How Put Option Profits Work
A put option gives the holder the right to sell shares at the strike price. Long puts profit when the stock falls below the strike price minus the premium paid. Short puts (selling puts) profit when the stock stays above the strike price, allowing the seller to keep the premium.
Put options are used for bearish speculation (buying puts), hedging existing long positions (protective puts), and generating income on stocks you would like to own at lower prices (cash-secured puts).
- 1Intrinsic Value = max($75 - $62, 0) = $13
- 2P&L per share = $13 - $4 = $9
- 3Total P&L = $9 × 100 × 2 = $1,800
- 4ROI = $1,800 / ($4 × 200) = 225%
- 5Break-even = $75 - $4 = $71
- 6Max Profit = ($75 - $0 - $4) × 200 = $14,200 (if stock goes to $0)
- 7Max Loss = $4 × 200 = $800 (premium paid)

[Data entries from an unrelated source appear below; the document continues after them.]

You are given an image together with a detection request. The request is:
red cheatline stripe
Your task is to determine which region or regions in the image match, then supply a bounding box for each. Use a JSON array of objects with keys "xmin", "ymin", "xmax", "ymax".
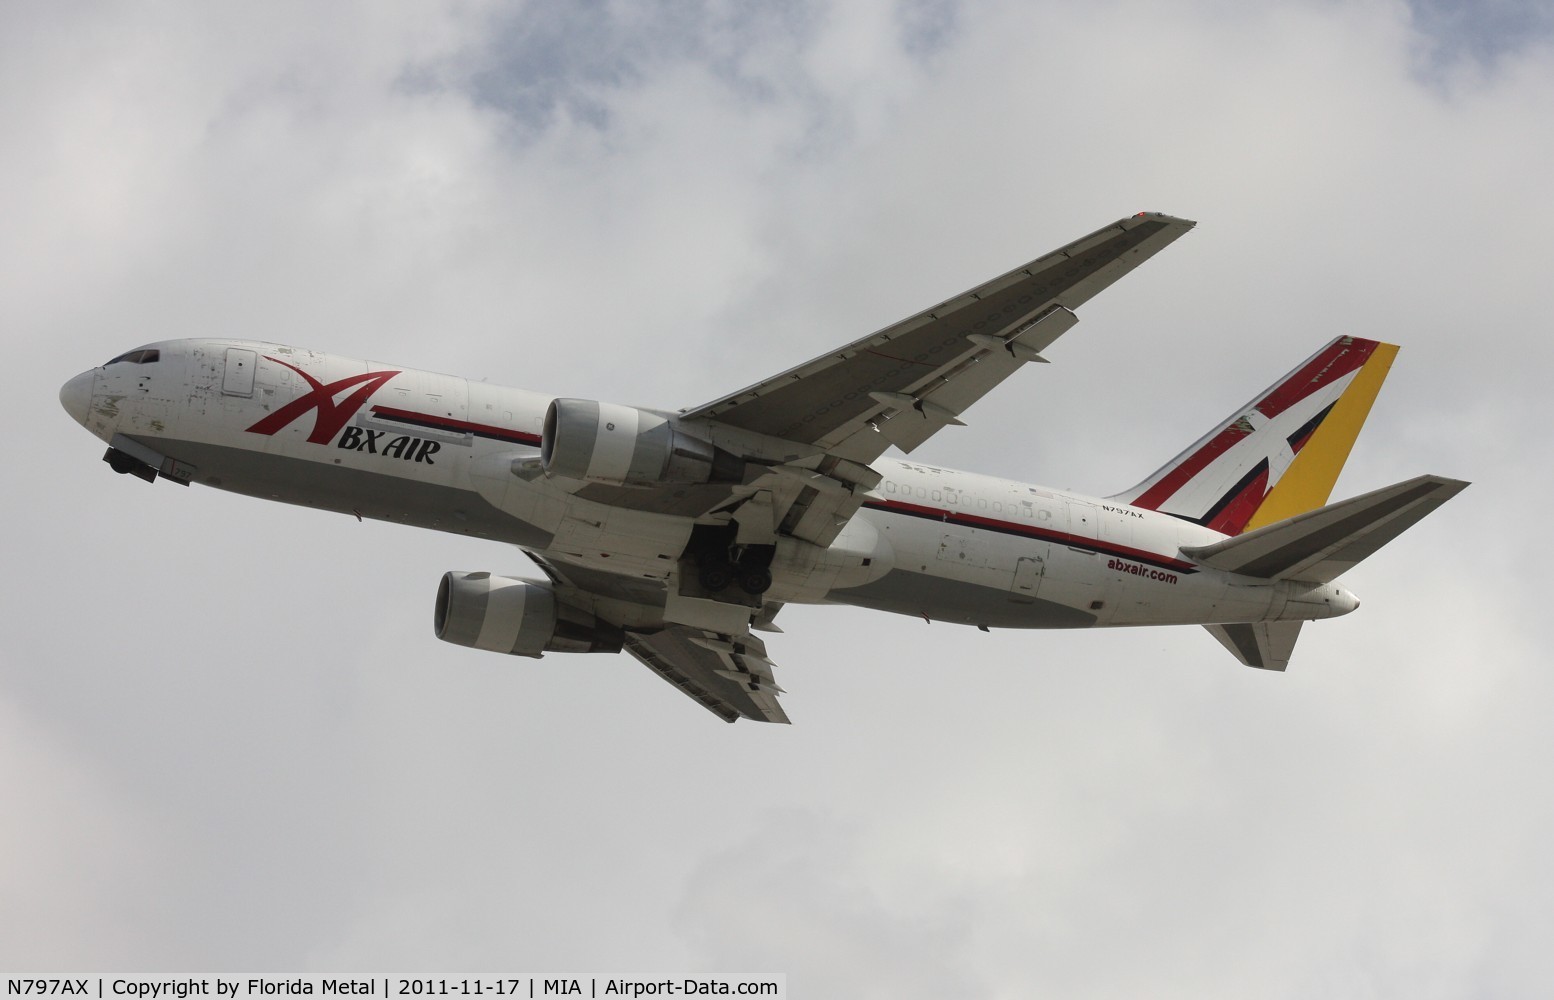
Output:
[
  {"xmin": 1130, "ymin": 422, "xmax": 1250, "ymax": 512},
  {"xmin": 371, "ymin": 405, "xmax": 541, "ymax": 445},
  {"xmin": 862, "ymin": 498, "xmax": 1196, "ymax": 573}
]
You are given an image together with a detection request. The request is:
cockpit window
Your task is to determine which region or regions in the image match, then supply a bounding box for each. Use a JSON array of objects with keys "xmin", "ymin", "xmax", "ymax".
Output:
[{"xmin": 107, "ymin": 349, "xmax": 160, "ymax": 365}]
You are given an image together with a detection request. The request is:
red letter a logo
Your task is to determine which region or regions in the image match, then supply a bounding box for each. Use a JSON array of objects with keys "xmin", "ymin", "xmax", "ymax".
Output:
[{"xmin": 245, "ymin": 357, "xmax": 402, "ymax": 445}]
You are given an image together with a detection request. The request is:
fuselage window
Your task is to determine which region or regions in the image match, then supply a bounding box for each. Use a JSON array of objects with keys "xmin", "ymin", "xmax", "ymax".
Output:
[
  {"xmin": 931, "ymin": 490, "xmax": 942, "ymax": 501},
  {"xmin": 107, "ymin": 349, "xmax": 160, "ymax": 365}
]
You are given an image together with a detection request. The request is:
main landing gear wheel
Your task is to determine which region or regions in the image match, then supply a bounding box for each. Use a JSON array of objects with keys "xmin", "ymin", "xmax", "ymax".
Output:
[
  {"xmin": 698, "ymin": 562, "xmax": 733, "ymax": 593},
  {"xmin": 684, "ymin": 524, "xmax": 775, "ymax": 598},
  {"xmin": 738, "ymin": 567, "xmax": 773, "ymax": 596}
]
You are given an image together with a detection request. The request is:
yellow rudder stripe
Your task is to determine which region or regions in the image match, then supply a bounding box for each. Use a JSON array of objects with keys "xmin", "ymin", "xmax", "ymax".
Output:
[{"xmin": 1244, "ymin": 342, "xmax": 1399, "ymax": 531}]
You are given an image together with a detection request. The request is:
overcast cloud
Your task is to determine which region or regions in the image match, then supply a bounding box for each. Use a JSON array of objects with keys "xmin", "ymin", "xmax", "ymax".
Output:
[{"xmin": 4, "ymin": 1, "xmax": 1552, "ymax": 995}]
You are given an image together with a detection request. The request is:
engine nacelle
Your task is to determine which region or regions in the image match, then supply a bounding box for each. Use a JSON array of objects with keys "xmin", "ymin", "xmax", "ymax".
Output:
[
  {"xmin": 434, "ymin": 572, "xmax": 623, "ymax": 658},
  {"xmin": 542, "ymin": 398, "xmax": 743, "ymax": 487}
]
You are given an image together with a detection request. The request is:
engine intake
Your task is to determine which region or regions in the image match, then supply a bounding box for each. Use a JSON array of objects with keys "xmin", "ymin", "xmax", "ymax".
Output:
[
  {"xmin": 542, "ymin": 398, "xmax": 743, "ymax": 487},
  {"xmin": 434, "ymin": 572, "xmax": 623, "ymax": 658}
]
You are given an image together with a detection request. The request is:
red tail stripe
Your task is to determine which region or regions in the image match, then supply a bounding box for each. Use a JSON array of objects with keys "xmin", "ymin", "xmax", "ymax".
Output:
[
  {"xmin": 1252, "ymin": 338, "xmax": 1378, "ymax": 420},
  {"xmin": 1130, "ymin": 338, "xmax": 1378, "ymax": 512},
  {"xmin": 1131, "ymin": 423, "xmax": 1249, "ymax": 511}
]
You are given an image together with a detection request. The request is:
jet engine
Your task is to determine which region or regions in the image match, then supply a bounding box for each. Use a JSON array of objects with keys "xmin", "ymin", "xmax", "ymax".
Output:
[
  {"xmin": 434, "ymin": 572, "xmax": 623, "ymax": 658},
  {"xmin": 542, "ymin": 398, "xmax": 744, "ymax": 487}
]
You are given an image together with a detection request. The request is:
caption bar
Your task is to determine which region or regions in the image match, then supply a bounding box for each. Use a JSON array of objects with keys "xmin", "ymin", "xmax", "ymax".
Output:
[{"xmin": 4, "ymin": 979, "xmax": 785, "ymax": 1000}]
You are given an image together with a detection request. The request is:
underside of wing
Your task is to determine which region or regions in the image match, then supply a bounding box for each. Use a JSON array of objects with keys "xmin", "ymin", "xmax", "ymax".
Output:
[
  {"xmin": 686, "ymin": 213, "xmax": 1195, "ymax": 464},
  {"xmin": 526, "ymin": 552, "xmax": 789, "ymax": 723},
  {"xmin": 623, "ymin": 625, "xmax": 789, "ymax": 724}
]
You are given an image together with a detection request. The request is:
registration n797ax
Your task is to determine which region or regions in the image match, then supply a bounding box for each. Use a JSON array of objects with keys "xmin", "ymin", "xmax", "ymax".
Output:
[{"xmin": 60, "ymin": 214, "xmax": 1466, "ymax": 723}]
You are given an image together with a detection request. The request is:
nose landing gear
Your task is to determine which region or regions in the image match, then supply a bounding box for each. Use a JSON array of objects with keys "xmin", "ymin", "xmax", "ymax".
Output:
[{"xmin": 104, "ymin": 446, "xmax": 159, "ymax": 483}]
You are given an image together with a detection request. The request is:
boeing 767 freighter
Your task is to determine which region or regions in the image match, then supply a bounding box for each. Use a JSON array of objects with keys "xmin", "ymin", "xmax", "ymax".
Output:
[{"xmin": 59, "ymin": 213, "xmax": 1466, "ymax": 723}]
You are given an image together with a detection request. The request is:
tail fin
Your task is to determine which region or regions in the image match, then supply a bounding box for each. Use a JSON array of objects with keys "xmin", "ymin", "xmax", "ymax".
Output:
[{"xmin": 1110, "ymin": 336, "xmax": 1398, "ymax": 535}]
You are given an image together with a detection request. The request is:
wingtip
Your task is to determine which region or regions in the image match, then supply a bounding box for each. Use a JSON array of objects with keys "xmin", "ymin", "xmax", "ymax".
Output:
[{"xmin": 1132, "ymin": 211, "xmax": 1197, "ymax": 228}]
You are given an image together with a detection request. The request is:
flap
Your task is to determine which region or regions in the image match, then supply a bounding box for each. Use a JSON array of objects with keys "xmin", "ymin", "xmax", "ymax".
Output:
[{"xmin": 624, "ymin": 625, "xmax": 790, "ymax": 724}]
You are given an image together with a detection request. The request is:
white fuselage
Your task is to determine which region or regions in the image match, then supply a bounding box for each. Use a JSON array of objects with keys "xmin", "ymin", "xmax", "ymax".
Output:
[{"xmin": 59, "ymin": 339, "xmax": 1358, "ymax": 632}]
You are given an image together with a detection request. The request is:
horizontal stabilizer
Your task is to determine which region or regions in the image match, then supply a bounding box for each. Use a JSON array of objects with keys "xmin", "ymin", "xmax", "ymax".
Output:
[
  {"xmin": 1204, "ymin": 621, "xmax": 1303, "ymax": 671},
  {"xmin": 1181, "ymin": 475, "xmax": 1468, "ymax": 583}
]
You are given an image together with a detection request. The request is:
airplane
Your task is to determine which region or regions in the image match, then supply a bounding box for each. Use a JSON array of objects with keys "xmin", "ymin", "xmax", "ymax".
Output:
[{"xmin": 58, "ymin": 213, "xmax": 1467, "ymax": 724}]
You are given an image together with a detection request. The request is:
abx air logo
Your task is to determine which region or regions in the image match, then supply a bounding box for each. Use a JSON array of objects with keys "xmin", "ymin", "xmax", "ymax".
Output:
[{"xmin": 245, "ymin": 356, "xmax": 401, "ymax": 444}]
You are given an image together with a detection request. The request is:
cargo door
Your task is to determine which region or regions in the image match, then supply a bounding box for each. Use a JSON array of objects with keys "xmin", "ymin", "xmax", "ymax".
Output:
[
  {"xmin": 222, "ymin": 348, "xmax": 257, "ymax": 396},
  {"xmin": 1065, "ymin": 498, "xmax": 1098, "ymax": 551},
  {"xmin": 936, "ymin": 529, "xmax": 991, "ymax": 568},
  {"xmin": 1009, "ymin": 555, "xmax": 1045, "ymax": 603},
  {"xmin": 1055, "ymin": 498, "xmax": 1103, "ymax": 613}
]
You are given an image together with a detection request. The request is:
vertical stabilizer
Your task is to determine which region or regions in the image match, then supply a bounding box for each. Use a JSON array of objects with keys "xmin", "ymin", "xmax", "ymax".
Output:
[{"xmin": 1110, "ymin": 337, "xmax": 1397, "ymax": 535}]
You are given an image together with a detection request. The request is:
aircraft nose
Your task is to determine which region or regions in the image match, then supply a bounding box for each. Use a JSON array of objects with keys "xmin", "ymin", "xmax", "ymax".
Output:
[
  {"xmin": 59, "ymin": 370, "xmax": 94, "ymax": 426},
  {"xmin": 1332, "ymin": 584, "xmax": 1361, "ymax": 616}
]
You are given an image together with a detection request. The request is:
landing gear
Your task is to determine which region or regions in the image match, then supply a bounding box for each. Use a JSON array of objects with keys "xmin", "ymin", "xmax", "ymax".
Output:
[
  {"xmin": 685, "ymin": 524, "xmax": 774, "ymax": 598},
  {"xmin": 738, "ymin": 566, "xmax": 773, "ymax": 596},
  {"xmin": 695, "ymin": 556, "xmax": 770, "ymax": 595},
  {"xmin": 103, "ymin": 446, "xmax": 158, "ymax": 483},
  {"xmin": 698, "ymin": 561, "xmax": 733, "ymax": 593}
]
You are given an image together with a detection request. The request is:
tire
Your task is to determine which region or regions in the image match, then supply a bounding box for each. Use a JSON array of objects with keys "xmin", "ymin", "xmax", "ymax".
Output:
[
  {"xmin": 699, "ymin": 562, "xmax": 732, "ymax": 593},
  {"xmin": 738, "ymin": 567, "xmax": 773, "ymax": 595},
  {"xmin": 107, "ymin": 450, "xmax": 139, "ymax": 475}
]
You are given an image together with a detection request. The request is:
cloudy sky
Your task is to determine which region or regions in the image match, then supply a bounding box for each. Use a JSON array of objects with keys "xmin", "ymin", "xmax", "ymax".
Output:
[{"xmin": 4, "ymin": 0, "xmax": 1552, "ymax": 994}]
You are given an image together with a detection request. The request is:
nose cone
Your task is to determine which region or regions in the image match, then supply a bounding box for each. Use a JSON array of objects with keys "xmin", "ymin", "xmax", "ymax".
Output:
[{"xmin": 60, "ymin": 370, "xmax": 94, "ymax": 426}]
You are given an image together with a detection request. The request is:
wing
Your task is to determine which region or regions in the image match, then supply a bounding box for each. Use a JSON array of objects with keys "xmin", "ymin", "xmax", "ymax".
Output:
[
  {"xmin": 515, "ymin": 216, "xmax": 1195, "ymax": 721},
  {"xmin": 687, "ymin": 212, "xmax": 1196, "ymax": 464},
  {"xmin": 527, "ymin": 552, "xmax": 790, "ymax": 723},
  {"xmin": 568, "ymin": 214, "xmax": 1195, "ymax": 546},
  {"xmin": 623, "ymin": 624, "xmax": 789, "ymax": 724}
]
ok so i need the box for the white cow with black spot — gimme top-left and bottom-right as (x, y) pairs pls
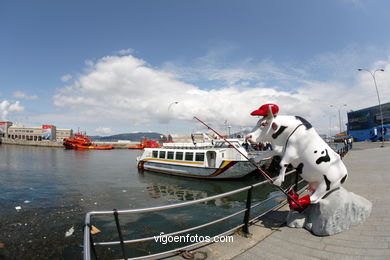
(247, 104), (348, 208)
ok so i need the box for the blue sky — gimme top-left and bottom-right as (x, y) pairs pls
(1, 0), (390, 135)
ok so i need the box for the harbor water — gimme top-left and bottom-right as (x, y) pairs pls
(0, 144), (298, 259)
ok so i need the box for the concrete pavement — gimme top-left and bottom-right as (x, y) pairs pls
(234, 142), (390, 260)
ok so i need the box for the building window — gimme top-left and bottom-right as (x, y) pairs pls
(152, 151), (158, 158)
(175, 152), (183, 160)
(167, 151), (174, 160)
(159, 151), (166, 159)
(185, 152), (194, 161)
(195, 153), (205, 162)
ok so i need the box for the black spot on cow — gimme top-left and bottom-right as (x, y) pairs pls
(340, 174), (348, 184)
(296, 163), (304, 175)
(295, 116), (313, 129)
(272, 125), (288, 139)
(323, 175), (331, 191)
(314, 150), (317, 153)
(316, 149), (330, 164)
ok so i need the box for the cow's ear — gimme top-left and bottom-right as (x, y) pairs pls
(267, 105), (274, 120)
(272, 123), (278, 130)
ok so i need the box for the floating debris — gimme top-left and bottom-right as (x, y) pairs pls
(90, 225), (101, 235)
(24, 200), (31, 204)
(15, 206), (22, 211)
(122, 190), (127, 193)
(65, 226), (74, 237)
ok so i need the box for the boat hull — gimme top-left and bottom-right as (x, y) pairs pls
(64, 143), (114, 150)
(138, 160), (255, 179)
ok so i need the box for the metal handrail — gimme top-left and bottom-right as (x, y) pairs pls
(94, 209), (247, 246)
(86, 185), (251, 216)
(250, 178), (306, 210)
(84, 169), (305, 260)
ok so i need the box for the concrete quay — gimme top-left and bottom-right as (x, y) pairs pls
(183, 142), (390, 260)
(0, 138), (64, 147)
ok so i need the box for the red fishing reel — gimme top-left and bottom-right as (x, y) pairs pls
(287, 189), (311, 213)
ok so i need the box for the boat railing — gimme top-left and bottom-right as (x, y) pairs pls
(83, 169), (306, 260)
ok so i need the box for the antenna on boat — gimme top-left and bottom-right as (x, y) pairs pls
(193, 116), (303, 209)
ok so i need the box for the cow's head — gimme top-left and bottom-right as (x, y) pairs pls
(247, 105), (276, 144)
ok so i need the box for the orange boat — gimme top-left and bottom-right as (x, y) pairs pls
(63, 133), (114, 150)
(128, 139), (161, 150)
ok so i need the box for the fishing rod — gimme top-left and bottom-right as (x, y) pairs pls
(193, 116), (303, 209)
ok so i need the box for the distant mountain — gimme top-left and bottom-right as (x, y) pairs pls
(89, 132), (163, 142)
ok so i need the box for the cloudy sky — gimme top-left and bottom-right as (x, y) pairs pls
(1, 0), (390, 135)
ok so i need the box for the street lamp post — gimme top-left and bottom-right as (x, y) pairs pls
(330, 104), (347, 134)
(328, 114), (335, 138)
(168, 101), (179, 114)
(357, 68), (385, 147)
(167, 101), (179, 135)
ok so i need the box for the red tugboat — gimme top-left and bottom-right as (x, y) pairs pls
(128, 139), (161, 150)
(63, 133), (114, 150)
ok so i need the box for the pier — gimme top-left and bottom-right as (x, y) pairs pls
(189, 142), (389, 260)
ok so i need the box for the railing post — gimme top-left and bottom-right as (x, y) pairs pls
(113, 209), (128, 260)
(88, 224), (99, 260)
(242, 187), (253, 236)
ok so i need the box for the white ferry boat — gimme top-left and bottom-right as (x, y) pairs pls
(137, 139), (264, 179)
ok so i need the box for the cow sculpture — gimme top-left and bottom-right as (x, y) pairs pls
(247, 104), (348, 211)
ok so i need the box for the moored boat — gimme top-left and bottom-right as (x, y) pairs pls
(63, 133), (114, 150)
(128, 139), (161, 149)
(137, 139), (265, 179)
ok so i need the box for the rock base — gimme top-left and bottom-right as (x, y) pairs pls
(286, 187), (372, 236)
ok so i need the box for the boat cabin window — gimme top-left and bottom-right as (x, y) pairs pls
(175, 152), (183, 160)
(152, 151), (158, 158)
(159, 151), (166, 159)
(185, 152), (194, 161)
(195, 152), (205, 162)
(167, 151), (174, 160)
(214, 143), (232, 148)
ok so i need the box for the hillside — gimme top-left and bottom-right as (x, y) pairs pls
(89, 132), (162, 142)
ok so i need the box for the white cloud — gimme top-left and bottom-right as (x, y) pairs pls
(52, 53), (390, 135)
(13, 91), (38, 100)
(117, 48), (134, 55)
(95, 127), (113, 136)
(61, 74), (73, 82)
(0, 100), (24, 120)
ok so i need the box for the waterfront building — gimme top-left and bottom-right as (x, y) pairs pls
(347, 102), (390, 141)
(56, 128), (73, 142)
(0, 121), (12, 138)
(0, 122), (73, 142)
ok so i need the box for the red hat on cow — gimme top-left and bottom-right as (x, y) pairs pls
(250, 104), (279, 116)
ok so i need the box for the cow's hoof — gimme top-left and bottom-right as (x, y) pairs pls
(273, 178), (282, 186)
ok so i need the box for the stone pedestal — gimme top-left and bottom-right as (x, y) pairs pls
(286, 187), (372, 236)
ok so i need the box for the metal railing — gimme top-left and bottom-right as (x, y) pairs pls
(83, 169), (306, 260)
(335, 143), (351, 159)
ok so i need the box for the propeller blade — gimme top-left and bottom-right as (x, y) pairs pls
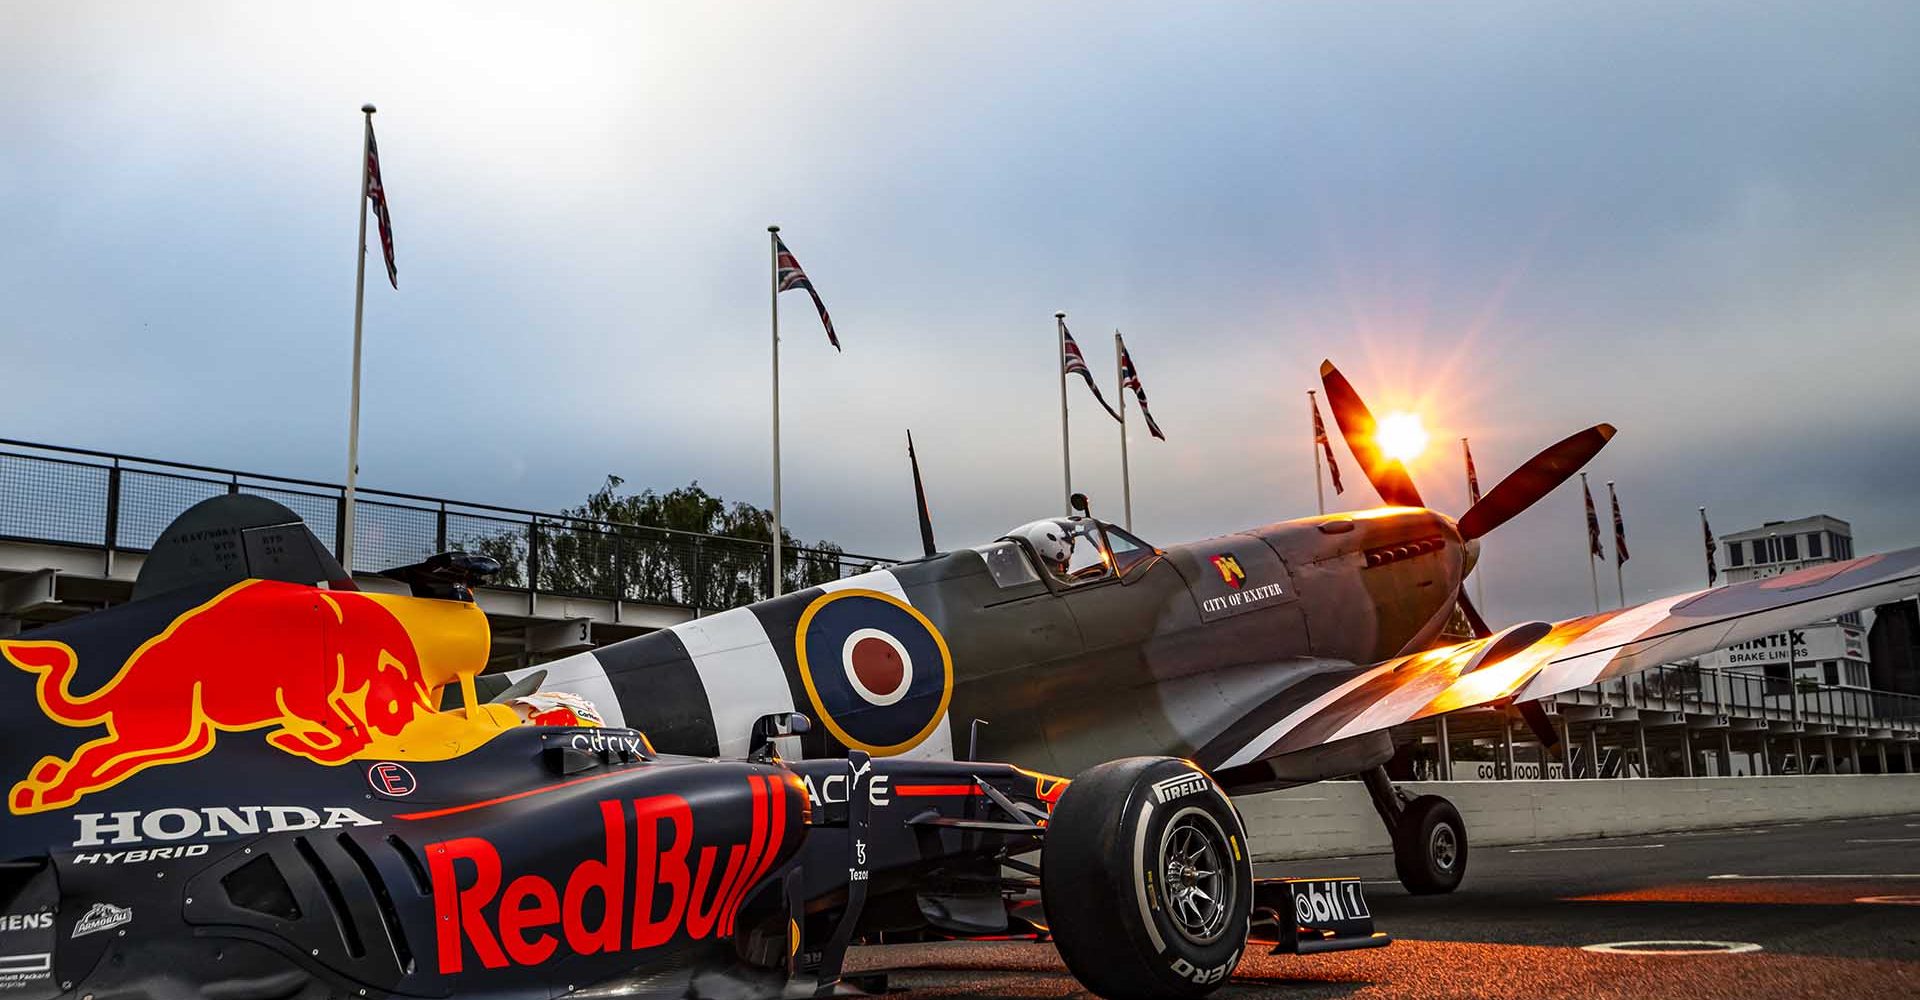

Put Option Profit Scenarios
| Stock Price | Intrinsic Value | P&L per Share | Total P&L | ROI |
|---|---|---|---|---|
| $80 | $0 | -$4.00 | -$800 | -100% |
| $75 | $0 | -$4.00 | -$800 | -100% |
| $71 | $4 | +$0.00 | $0 | 0% |
| $65 | $10 | +$6.00 | +$1,200 | +150% |
| $62 | $13 | +$9.00 | +$1,800 | +225% |
| $55 | $20 | +$16.00 | +$3,200 | +400% |
| $50 | $25 | +$21.00 | +$4,200 | +525% |
Choosing the Right Put Option
- Protective puts act as portfolio insurance against stock declines
- Cash-secured puts let you get paid to wait to buy a stock at a lower price
- Put spreads (buying one put, selling a lower-strike put) reduce cost but cap profit
- Put-call parity links put prices to call prices and the underlying stock price
- Exercise of puts results in selling shares at the strike price
Selling puts on stocks you want to own is a popular income strategy. If the stock stays above the strike, you keep the premium. If it falls below, you buy shares at the strike minus premium, which is your effective purchase price. It is like getting paid to place a limit order.